Postgresql - how can I clone a set of records but maintain a mapping between the original ids and th-CodePudding

I come from a SQL Server background and our team is migrating to Postgres (version 9.5).

We have a number of scripts that perform MERGE statements that essentially 'clone' rows in a table and insert them back into the same table with a new Id while maintaining a map between the cloned records and the records they were cloned from.

I'm having a hard time trying to replicate this behavior. I've tried a number of variations, but I still can't seem to find the right combination of temp tables and CTEs to get it right.

Here's an approximation of the latest version that doesn't work:


CREATE SCHEMA stackoverflow;

CREATE TABLE stackoverflow.clone_problem
(
    id bigserial PRIMARY KEY NOT NULL,
    some_id bigint NULL,
    some_other_id bigint NULL,
    modified_time timestamp NOT NULL DEFAULT now(),
    modified_by varchar(128) NOT NULL DEFAULT current_user
);

  
INSERT INTO stackoverflow.clone_problem
(
   id,
   some_id,
   some_other_id
)
VALUES (1,1,1)
      ,(2,2,2)
      ,(3,3,3);

;WITH sources
        AS 
        (
            SELECT 
                id as old_id,
                some_id,
                some_other_id
            FROM stackoverflow.clone_problem
            WHERE id = ANY('{1,3}')
        ),  
        inserts
        AS 
        (
            INSERT INTO stackoverflow.clone_problem
            (
             some_id,
             some_other_id
            )
            SELECT 
                s.some_id,
                s.some_other_id
            FROM sources s
            RETURNING id as new_id, s.id as old_id -- this doesn't work 
        )
        SELECT * from inserts;

The final select statement is the output I'm trying to capture--either from a RETURNING statement of by other means-- so we know which records were cloned and what their new Ids are. But the code above throws this error: error: missing FROM-clause entry for table "s".

I don't understand because 's' is in the FROM clause so the error seems counterintuitive to me. I'm sure I'm missing something dumb, but I just can't seem to figure how to get that final piece of information.

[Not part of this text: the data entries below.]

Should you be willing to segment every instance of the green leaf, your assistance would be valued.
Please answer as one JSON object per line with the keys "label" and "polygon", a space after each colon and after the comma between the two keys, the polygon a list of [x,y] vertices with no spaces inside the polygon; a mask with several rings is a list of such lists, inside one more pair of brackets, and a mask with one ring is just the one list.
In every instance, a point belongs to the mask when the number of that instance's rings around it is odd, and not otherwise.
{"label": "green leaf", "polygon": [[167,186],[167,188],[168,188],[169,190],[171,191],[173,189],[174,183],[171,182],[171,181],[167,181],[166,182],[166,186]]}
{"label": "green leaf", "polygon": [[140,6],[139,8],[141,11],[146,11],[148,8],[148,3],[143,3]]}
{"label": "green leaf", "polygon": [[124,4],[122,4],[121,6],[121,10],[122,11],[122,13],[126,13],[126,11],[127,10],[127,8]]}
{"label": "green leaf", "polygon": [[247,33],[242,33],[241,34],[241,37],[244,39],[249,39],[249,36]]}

Any help would be greatly appreciated.

CodePudding user response：

I think your only chance is to generate the ID before you do the insert so that you have the mapping between old and new ID right away. This can be done by calling nextval() when retrieving the source rows, then providing that already generated ID during the INSERT

with sources as (
  SELECT id as old_id, 
         nextval(pg_get_serial_sequence('stackoverflow.clone_problem', 'id')) as new_id,
         some_id,
         some_other_id
  FROM clone_problem 
  WHERE id IN (1,3)
), inserts as (
  INSERT INTO clone_problem (id, some_id, some_other_id)
  SELECT s.new_id, 
         s.some_id,
         s.some_other_id
  FROM sources s
)
select old_id, new_id
from sources;

By using pg_get_serial_sequence you don't need know the name of the sequence directly.